I’ve been playing a little with the pre-release of Flex 4.5 Hero and checking out what it’s mobile support is like.

I ended up mocking up a simple swiping example – swiping in both vertical and horizontal directions – and quickly found that all the info floating around on the net is not quite right for this release – seems they have changed around the classes a bit.

The one thing that I’ve noticed is swiping in Flex is somewhat more primative than in Android native – in android the swipe speed is more or less dictated by your fingers speed across the screen – you swipe slower, so does the app. You can pause half way and see half of each screen.
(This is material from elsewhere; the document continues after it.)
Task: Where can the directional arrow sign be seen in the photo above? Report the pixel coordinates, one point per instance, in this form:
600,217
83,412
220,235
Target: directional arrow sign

In Flex 4.5, once it detects a swipe event, across it goes at the speed specified by the code.

I would be interested to see if the native style swipe is possible, as it is a much nicer implementation – probably causes a lot more overhead, so it may be too much of a performance hit.

These sort of little differences, in my opinion, will be what will brand Flex based apps as an inferior product, so it would be good to see some movement there. That being said, this is a pre-release so I’ll give them the benefit of the doubt.

All in all it seems pretty good… close enough to native feel to justify looking into using flex on mobile further.

swipe code:-

Create a new mobile project using the prerelease of Flash Builder Burrito (you’ll need to sign up for the prerelease program for this) and using Flex 4.5 Hero runtime (should be bundled with Burrito)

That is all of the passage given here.